To examine the time evolution of strong-pIOD and moderate-pIOD, we apply an EOF analysis to the SON SST anomalies over the tropical Indian Ocean (40°E–100°E, 5°S–5°N)9. The first principal pattern shows a cold-anomaly centre off Sumatra–Java, analogous to that associated with the DMI. The second principal pattern exhibits a cold-anomaly maximum in the eastern equatorial region, which extends westward and tends to be symmetric about the equator. As such, PC1 has the strongest correlation with DMI while PC2 has a positive quadratic relationship with PC1. The index for strong-pIOD events (S-index) and moderate-pIOD (M-index) can be calculated as \(({PC}1+{PC}2)/\sqrt{2}\) and \(({PC}1-{PC}2)/\sqrt{2}\), respectively. The moderate-pIOD is dominated by WEIO warm anomalies and strong-pIOD events are dominated by EEIO cold anomalies9,15. Therefore, the time evolution in the moderate-pIOD and strong-pIOD regimes largely resemble that of the SST variability over the WEIO and EEIO, respectively (Fig. 1c vs Supplementary Fig. 8a; Fig. 1e vs Supplementary Fig. 8c).

Nonlinear advection

Both nonlinear zonal advection and nonlinear vertical advection set the strong-pIOD apart from the moderate-pIOD according to a heat budget analysis6. The nonlinear zonal advection term (\(-{U}^{\prime} \frac{\partial {T}^{\prime} }{\partial x}\)), which is the product of the anomalous west-minus-east SST gradient with the anomalous zonal currents, and nonlinear vertical advection term (\(-{W}^{\prime} \frac{\partial {T}^{\prime} }{\partial z}\)) which is the product of the anomalous upwelling and anomalous vertical temperature gradient, contribute to a substantial anomalous cooling of the eastern equatorial Indian Ocean during a pIOD event. As anomalous ocean currents are driven by anomalous winds, which are in turn related to the zonal gradient, the amplitude of both nonlinear terms is proportional to the square of easterly anomalies. Here we use the product of anomalous zonal SST gradient and zonal wind anomalies as surrogate for nonlinear advection term6,9. As a result of nonlinear advection, the cooling tendency grows exponentially, allowing a pIOD event to grow into a strong event. The strong cold anomalies are reflected in the strong thermocline feedback, as seen in Fig. 3a.
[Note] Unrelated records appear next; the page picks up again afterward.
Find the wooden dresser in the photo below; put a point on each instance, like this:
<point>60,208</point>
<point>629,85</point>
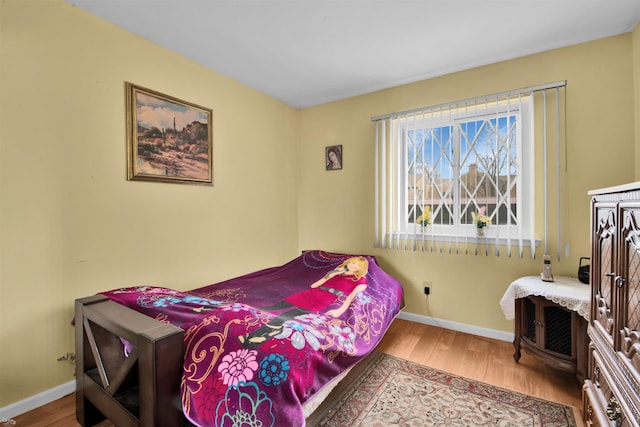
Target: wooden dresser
<point>611,394</point>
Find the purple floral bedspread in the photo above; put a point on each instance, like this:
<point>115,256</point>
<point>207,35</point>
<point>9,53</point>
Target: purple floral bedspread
<point>260,345</point>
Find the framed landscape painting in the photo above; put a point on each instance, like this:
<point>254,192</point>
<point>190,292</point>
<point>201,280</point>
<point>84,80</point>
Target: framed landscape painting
<point>168,140</point>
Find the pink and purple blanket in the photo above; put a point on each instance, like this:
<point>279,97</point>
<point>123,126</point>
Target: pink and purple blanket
<point>258,346</point>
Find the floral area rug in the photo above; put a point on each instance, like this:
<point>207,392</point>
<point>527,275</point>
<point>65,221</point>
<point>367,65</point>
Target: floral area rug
<point>396,392</point>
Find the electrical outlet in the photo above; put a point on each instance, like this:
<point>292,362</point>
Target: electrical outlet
<point>427,287</point>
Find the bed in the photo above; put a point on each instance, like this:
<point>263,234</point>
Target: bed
<point>260,349</point>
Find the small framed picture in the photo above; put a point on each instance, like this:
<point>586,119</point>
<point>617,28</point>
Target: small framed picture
<point>168,139</point>
<point>333,157</point>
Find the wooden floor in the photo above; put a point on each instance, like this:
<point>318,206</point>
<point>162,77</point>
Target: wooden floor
<point>482,359</point>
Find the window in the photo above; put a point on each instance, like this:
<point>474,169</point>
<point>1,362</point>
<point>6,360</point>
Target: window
<point>438,168</point>
<point>458,163</point>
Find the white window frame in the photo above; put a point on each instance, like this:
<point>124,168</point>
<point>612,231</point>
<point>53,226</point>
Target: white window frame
<point>525,196</point>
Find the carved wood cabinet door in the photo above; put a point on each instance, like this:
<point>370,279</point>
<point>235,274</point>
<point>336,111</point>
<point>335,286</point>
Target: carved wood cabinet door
<point>628,291</point>
<point>604,267</point>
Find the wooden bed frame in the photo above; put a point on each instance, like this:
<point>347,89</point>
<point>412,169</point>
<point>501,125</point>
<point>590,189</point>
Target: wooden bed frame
<point>144,388</point>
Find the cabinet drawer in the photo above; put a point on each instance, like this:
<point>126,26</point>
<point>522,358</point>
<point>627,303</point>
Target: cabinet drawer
<point>600,400</point>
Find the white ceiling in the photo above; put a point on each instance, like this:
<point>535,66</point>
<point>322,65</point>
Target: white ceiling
<point>308,52</point>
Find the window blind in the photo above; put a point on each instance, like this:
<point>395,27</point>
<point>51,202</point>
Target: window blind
<point>500,155</point>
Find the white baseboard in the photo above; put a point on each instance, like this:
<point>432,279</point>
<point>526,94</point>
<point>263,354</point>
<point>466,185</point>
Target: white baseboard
<point>460,327</point>
<point>37,400</point>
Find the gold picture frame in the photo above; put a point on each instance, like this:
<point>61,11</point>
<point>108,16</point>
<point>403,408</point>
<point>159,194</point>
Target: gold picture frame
<point>168,140</point>
<point>333,157</point>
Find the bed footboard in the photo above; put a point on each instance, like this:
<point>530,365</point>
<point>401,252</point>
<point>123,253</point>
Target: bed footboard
<point>141,389</point>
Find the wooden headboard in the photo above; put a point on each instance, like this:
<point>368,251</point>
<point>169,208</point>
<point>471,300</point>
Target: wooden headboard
<point>142,389</point>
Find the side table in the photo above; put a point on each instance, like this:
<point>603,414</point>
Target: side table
<point>550,321</point>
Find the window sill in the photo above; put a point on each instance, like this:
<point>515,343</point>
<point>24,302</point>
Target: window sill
<point>453,239</point>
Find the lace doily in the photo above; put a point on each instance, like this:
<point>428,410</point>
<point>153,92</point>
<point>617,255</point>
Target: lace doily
<point>567,292</point>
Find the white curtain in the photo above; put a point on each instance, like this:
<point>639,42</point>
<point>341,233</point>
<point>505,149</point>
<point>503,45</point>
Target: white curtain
<point>418,173</point>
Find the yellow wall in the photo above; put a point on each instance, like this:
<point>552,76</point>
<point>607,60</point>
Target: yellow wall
<point>72,225</point>
<point>336,207</point>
Statistical significance test

A bootstrap method18 is used to examine the one-standard-deviation range in associated time evolutions. For each timestep, 17 values from the 17 models are resampled randomly to construct 10,000 realisations of the multi-model ensemble mean. In this random resampling process, a model is allowed to be selected again. The standard deviation of the 10,000 interrealizations of multi-model ensemble mean is used for the uncertainty range (for example, grey shadow in Fig. 1a). The bootstrap method is also used to evaluate whether the difference in the multi-model ensemble mean over each century is significant (for example, bar to the right in Fig. 1b).